ST-segment elevation myocardial infarction (STEMI) is the term cardiologists use to describe the classic heart attack. This is one of the types of myocardial infarction in which part of the heart muscle (myocardium) has died due to a violation of the blood supply to this area.
The ST segment refers to the flat area of an electrocardiogram (ECG) , specifically the flat area that connects two different complexes on the graph (QRS complex and T wave). When a person has the most severe type of heart attack, this segment will no longer appear flat but abnormally elevated.
Types and severity
STEMI is one of the three types of acute coronary syndrome (ACS) . ACS occurs when plaque ruptures within a coronary artery, causing a partial or complete blockage of that artery. The obstruction itself occurs when blood clots form around the ruptured area.
When a blockage occurs, the portion of the heart muscle served by this artery rapidly suffers from a lack of oxygen, called ischemia . Chest pain (angina) is usually the first sign of this. If the blockage is large enough, part of the heart muscle will begin to die, leading to a heart attack.
ACS is classified according to the degree of obstruction and the resulting damage to the heart muscle:
- ST-segment elevation myocardial infarction (STEMI) : When a complete blockage of the coronary artery occurs, leading to the death of heart muscle tissue, we call it STEMI, the worst form of ACS .
- Unstable angina : In some cases, clots form, dissolve, and reform over a period of hours or days without causing a permanent blockage. When this happens, a person may experience angina that comes back over and over again, even at rest. This type of ACS is called unstable angina.
- Non-ST-segment elevation myocardial infarction (STEMI) : occurs when an obstruction does not completely stop blood flow. While some cell death occurs, other parts of the muscle will survive. This may be called a "partial heart attack."
Regardless of how an ACS episode is classified, it is still considered a medical emergency because unstable angina and STEMI are usually early signs of a serious heart attack.
STEMI usually produces severe pain or pressure in or around the chest, often radiating to the neck, jaw, shoulder, or arm. Excessive sweating, shortness of breath, and a deep sense of impending doom are also common.
Sometimes the signs can be much less obvious and present with nonspecific or generalized symptoms, such as:
- Pain in the shoulder blades, arm, chest, jaw, left arm, or upper abdomen
- Pain sensation described as a "clenched fist in the chest."
- Discomfort or tightness in the neck or arm.
- Indigestion or heartburn
- Nausea and vomiting
- Sudden fatigue or exhaustion
- Difficulty breathing
- Dizziness or lightheadedness
- Increased or irregular heart rate
- Clammy skin
As a general rule of thumb, anyone at significant risk for a heart attack should pay close attention to any unusual symptoms above the waistline.
In most cases, the diagnosis of STEMI can be made quickly after the person is under medical care.
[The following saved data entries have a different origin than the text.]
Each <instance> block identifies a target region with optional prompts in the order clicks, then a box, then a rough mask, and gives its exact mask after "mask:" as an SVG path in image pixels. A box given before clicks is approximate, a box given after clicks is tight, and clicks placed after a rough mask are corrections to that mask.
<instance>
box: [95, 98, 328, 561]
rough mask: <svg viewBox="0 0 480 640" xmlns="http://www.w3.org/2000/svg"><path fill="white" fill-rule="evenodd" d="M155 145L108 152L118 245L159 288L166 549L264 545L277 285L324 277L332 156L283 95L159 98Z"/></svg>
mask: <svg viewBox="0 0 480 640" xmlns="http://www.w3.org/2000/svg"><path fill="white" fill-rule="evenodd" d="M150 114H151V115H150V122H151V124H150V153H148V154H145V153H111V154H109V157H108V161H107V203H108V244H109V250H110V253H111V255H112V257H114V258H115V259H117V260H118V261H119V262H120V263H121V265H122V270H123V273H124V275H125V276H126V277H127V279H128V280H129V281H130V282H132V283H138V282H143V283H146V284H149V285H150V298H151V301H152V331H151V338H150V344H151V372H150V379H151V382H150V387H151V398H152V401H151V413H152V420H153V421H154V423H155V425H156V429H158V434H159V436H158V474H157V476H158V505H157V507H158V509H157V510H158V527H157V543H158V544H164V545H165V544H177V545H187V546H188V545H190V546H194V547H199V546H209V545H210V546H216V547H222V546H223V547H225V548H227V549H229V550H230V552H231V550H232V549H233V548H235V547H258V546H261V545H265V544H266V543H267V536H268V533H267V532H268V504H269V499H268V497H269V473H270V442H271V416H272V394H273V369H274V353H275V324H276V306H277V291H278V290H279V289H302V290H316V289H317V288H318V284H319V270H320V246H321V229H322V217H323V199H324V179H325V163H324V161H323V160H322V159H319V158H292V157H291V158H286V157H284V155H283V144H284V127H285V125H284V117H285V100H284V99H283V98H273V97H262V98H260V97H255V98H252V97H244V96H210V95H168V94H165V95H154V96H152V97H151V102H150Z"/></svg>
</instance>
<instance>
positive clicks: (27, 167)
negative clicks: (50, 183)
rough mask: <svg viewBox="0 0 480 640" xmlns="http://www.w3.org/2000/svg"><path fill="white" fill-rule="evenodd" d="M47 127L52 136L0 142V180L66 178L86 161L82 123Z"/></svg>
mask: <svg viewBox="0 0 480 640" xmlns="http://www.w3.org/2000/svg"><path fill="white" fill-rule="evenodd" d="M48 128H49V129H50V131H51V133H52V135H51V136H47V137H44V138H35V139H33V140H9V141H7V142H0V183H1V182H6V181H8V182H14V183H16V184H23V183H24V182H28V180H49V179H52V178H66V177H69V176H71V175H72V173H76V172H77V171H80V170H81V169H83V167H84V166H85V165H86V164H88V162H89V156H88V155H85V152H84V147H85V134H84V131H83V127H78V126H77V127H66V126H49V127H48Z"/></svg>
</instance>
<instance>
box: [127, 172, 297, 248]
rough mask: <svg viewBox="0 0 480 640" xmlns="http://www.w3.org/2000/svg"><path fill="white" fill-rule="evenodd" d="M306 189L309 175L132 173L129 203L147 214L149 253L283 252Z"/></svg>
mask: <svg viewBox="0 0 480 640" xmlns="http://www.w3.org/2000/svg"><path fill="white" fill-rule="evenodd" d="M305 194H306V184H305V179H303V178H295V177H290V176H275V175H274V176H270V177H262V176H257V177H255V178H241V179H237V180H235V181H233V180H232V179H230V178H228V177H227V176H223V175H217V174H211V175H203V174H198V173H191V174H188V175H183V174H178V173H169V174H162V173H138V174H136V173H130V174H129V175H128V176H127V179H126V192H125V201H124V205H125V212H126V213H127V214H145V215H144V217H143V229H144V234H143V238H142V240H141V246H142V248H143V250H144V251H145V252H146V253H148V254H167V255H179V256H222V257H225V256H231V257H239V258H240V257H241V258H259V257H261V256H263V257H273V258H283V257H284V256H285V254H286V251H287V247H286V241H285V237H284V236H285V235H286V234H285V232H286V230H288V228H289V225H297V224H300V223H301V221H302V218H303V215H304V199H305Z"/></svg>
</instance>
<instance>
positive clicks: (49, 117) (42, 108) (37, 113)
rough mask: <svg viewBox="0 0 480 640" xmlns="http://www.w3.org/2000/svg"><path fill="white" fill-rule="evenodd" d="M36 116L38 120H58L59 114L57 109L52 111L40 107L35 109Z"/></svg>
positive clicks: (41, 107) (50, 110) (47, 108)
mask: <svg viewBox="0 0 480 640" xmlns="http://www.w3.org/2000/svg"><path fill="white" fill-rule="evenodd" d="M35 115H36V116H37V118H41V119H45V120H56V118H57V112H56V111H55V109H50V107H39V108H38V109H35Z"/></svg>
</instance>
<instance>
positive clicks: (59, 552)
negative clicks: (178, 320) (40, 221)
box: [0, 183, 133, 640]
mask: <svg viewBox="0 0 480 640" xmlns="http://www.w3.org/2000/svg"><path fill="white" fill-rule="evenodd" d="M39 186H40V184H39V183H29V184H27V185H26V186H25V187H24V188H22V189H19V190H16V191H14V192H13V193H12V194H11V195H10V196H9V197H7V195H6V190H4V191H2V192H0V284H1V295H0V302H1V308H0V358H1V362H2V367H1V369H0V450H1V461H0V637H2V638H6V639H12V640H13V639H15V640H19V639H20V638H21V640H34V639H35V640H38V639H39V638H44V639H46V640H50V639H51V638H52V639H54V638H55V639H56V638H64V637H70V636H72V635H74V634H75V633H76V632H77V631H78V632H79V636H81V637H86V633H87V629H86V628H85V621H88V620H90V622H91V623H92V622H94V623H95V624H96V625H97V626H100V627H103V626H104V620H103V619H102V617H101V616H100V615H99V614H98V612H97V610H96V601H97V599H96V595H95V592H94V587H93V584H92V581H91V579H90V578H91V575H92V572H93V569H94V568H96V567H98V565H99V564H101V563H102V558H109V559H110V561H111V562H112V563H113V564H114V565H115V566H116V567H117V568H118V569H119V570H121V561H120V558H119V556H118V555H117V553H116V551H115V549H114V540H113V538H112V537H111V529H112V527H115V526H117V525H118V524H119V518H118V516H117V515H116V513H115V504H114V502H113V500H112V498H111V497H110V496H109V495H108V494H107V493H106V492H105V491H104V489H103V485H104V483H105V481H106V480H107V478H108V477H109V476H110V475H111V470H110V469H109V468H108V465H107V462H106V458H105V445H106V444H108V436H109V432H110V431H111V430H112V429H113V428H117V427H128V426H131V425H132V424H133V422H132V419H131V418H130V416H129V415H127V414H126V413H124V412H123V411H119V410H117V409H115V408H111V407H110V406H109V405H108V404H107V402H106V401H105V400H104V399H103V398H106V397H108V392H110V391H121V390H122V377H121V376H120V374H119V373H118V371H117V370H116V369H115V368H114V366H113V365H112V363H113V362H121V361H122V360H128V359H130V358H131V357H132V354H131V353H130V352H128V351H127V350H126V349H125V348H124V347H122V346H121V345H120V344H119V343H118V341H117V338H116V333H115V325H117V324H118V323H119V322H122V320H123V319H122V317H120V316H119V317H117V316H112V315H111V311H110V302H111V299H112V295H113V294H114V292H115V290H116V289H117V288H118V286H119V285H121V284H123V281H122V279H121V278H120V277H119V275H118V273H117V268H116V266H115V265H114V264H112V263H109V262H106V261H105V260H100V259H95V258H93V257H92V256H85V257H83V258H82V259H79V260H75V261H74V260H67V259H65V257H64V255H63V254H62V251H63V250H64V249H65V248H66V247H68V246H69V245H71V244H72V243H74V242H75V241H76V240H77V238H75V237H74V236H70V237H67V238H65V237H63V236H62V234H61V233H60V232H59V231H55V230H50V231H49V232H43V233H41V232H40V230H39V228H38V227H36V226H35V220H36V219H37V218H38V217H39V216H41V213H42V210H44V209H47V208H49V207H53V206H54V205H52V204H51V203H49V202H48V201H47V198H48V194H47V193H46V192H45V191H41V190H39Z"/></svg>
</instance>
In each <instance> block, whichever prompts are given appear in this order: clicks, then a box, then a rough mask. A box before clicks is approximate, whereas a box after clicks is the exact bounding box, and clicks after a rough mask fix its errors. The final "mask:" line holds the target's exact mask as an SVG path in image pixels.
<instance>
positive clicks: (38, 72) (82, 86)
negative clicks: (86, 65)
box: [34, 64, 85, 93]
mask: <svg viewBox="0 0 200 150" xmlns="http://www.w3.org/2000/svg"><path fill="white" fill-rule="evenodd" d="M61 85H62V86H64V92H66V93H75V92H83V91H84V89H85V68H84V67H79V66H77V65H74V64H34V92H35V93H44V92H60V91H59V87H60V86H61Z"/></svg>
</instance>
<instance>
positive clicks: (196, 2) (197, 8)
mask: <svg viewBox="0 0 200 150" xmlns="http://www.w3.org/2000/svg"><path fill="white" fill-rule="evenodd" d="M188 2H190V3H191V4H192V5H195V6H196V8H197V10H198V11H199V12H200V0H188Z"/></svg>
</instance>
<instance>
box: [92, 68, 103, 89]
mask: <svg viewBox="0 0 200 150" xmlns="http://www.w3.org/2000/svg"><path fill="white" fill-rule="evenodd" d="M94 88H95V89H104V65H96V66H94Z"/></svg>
A review of symptoms followed by an evaluation of the ST segment with ECG is usually sufficient to initiate treatment by a physician. A cardiac enzyme test can also help, but this is usually done after the start of acute treatment.
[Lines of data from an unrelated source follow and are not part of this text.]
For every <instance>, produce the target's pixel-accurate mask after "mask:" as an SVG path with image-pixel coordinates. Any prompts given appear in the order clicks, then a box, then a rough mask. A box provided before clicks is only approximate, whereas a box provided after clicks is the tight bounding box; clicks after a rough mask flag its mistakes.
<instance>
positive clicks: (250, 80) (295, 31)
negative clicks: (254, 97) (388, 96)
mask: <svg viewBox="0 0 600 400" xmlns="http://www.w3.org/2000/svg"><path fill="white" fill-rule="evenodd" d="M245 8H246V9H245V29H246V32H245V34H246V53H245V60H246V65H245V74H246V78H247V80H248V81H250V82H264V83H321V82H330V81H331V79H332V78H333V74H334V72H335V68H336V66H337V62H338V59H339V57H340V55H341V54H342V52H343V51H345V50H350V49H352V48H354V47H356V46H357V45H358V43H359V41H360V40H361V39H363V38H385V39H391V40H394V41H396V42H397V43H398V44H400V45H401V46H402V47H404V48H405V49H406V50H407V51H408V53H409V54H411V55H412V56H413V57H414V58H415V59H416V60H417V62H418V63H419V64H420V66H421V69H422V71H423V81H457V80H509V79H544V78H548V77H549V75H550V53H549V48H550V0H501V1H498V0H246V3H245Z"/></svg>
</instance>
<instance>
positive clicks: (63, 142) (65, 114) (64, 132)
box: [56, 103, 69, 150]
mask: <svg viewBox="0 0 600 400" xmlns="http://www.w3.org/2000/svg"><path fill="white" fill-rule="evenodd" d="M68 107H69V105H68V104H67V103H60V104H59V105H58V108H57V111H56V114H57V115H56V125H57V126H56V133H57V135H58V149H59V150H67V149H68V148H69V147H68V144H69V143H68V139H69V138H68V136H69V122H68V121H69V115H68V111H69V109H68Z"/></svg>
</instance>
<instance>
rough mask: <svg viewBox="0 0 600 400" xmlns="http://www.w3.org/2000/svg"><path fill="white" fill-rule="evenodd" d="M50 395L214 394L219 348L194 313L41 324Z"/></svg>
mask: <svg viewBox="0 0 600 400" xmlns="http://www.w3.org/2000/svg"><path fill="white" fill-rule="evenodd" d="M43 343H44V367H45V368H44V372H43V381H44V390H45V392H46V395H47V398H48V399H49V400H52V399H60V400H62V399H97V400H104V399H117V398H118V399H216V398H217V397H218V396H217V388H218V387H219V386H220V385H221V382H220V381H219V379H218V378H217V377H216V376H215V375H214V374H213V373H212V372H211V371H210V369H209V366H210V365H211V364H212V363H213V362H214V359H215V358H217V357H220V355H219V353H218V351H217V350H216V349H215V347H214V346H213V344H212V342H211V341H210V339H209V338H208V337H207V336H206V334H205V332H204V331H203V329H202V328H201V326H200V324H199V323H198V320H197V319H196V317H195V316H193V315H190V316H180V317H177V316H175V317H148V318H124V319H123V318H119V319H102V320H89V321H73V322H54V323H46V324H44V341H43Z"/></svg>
It is important to stabilize the person as quickly as possible. In addition to pain and stress, STEMI can cause sudden death due to ventricular fibrillation (a serious heart rhythm disorder) or acute heart failure (when the heart cannot pump enough blood to supply the body adequately).
Once a heart attack has happened, the muscle itself can be seriously damaged. A common consequence of this is chronic heart failure and an increased risk of dangerous cardiac arrhythmias (irregular heartbeats).
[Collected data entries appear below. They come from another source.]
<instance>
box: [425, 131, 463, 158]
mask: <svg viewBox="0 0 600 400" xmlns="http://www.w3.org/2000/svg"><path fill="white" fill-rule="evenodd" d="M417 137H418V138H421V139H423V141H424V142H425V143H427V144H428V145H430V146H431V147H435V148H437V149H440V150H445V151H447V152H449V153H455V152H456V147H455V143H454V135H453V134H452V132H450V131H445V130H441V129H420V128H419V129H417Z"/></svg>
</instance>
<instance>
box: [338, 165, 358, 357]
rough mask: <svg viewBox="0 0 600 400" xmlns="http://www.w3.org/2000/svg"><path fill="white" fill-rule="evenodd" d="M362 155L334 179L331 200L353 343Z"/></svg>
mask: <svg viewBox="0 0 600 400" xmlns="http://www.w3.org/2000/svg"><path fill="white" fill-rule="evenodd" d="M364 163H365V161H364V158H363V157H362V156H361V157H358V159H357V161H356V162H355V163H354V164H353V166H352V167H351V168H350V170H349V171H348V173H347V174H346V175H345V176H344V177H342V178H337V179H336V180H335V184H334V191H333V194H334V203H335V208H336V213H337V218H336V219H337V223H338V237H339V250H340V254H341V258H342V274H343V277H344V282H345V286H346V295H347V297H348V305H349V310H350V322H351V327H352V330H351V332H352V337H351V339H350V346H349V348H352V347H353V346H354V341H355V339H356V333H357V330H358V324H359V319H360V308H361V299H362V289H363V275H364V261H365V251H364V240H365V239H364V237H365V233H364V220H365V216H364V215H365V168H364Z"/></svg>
Treatment should begin as soon as STEMI is diagnosed. In addition to taking medications to stabilize the heart muscle (including morphine, beta- blockers , and statins), efforts will be made to immediately open the blocked artery.
This requires speed. If the artery does not open within three hours of the blockage, at least permanent damage can be expected. Generally speaking, most of the damage can be minimized if the artery unblocks within the first six hours after the attack.
Some damage can be prevented for up to 12 hours. After that, the longer it takes to unblock the artery, the more damage will occur.
Once the acute phase of treatment is complete and the clogged artery is reopened, there is still much to do to stabilize the heart and reduce the likelihood of a second heart attack.
This generally includes a prolonged recovery period, which includes an exercise-based rehabilitation program, diet changes, and the use of anticoagulants (blood thinners) and lipid-control medications.